The Financial Services Commission said on the 21st that applications to enroll in Youth Future Installment Savings, a policy finance product to support asset building for young people, will be accepted for two weeks from the 22nd through the 3rd of next month. Including government contributions and tax exemptions on interest income, participants can achieve an effect similar to signing up for an installment savings account with an annual rate of up to 19%.

Youth Future Installment Savings is available to people ages 19 to 34 (born Jan. 1, 1991, to Aug. 7, 2007). You can enroll only if your income for the previous year is verified by the National Tax Service, and for those who completed mandatory military service, the service period (up to six years) is excluded when calculating age.

A view of the Financial Services Commission /Courtesy of Financial Services Commission

For the standard type with a 6% government matching contribution, wage earners with total annual salary of 60 million won or less (comprehensive income of 48 million won or less) and small business owners with annual revenue of 300 million won or less are eligible to enroll. Among employees of small and midsize enterprises (SMEs), those with total annual salary of 36 million won or less, newly hired SME workers with total annual salary of 60 million won or less, and small business owners with annual revenue of 100 million won or less can enroll in the preferential type, which provides a 12% government contribution. Enrollees must have household income at or below 150% to 200% of the median income standard.

The standard type offers an effect equivalent to a simple-interest installment savings account with an annual rate of 13.2% to 14.4%, and the preferential type 18.2% to 19.4%. Deposits are made on a free-savings basis up to a monthly maximum of 500,000 won, with a three-year maturity.

Youth Future Installment Savings can be opened non-face-to-face through the apps of participating financial institutions. From the 22nd to the 26th, applications will follow a five-day rotation based on birth year: on the 22nd, those whose birth year ends in 1 or 6; on the 23rd, 2 or 7; on the 24th, 3 or 8; on the 25th, 4 or 9; and on the 26th, 5 or 0 are eligible to apply.

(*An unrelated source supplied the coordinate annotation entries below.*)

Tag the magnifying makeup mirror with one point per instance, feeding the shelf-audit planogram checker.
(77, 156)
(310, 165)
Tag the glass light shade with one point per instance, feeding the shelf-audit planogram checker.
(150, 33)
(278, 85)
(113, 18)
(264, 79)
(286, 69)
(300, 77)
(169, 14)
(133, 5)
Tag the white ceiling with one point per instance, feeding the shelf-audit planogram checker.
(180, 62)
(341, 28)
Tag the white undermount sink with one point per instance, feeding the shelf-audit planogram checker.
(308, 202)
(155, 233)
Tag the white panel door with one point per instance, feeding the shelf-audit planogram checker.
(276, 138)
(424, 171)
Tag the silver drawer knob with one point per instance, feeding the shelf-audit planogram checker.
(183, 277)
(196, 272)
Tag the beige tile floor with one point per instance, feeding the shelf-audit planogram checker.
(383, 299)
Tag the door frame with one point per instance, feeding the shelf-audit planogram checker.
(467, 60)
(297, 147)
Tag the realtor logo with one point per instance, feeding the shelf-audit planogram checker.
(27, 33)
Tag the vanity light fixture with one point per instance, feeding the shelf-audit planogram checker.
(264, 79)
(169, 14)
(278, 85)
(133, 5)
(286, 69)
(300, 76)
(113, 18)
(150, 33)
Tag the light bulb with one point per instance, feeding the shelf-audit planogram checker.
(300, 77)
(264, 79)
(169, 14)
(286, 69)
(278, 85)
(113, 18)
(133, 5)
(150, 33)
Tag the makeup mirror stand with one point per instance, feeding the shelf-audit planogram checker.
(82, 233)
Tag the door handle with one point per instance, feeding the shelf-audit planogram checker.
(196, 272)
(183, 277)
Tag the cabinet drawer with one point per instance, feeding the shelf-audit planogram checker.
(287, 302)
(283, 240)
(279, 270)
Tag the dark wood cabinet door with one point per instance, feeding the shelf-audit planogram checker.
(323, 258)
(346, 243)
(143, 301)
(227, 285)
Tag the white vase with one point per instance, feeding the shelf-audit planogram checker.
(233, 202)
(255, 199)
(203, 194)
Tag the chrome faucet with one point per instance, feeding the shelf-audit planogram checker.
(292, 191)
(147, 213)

You cannot enroll in both Youth Future Installment Savings and the existing Youth Leap Account at the same time. New enrollment is not allowed even after the Youth Leap Account matures, but existing Youth Leap Account holders may switch to Youth Future Installment Savings. Youth Future Installment Savings does not select enrollees on a first-come, first-served basis. However, if the number of applicants who meet the eligibility requirements exceeds the budgeted support capacity, the plan is to select enrollees in order of lower individual income.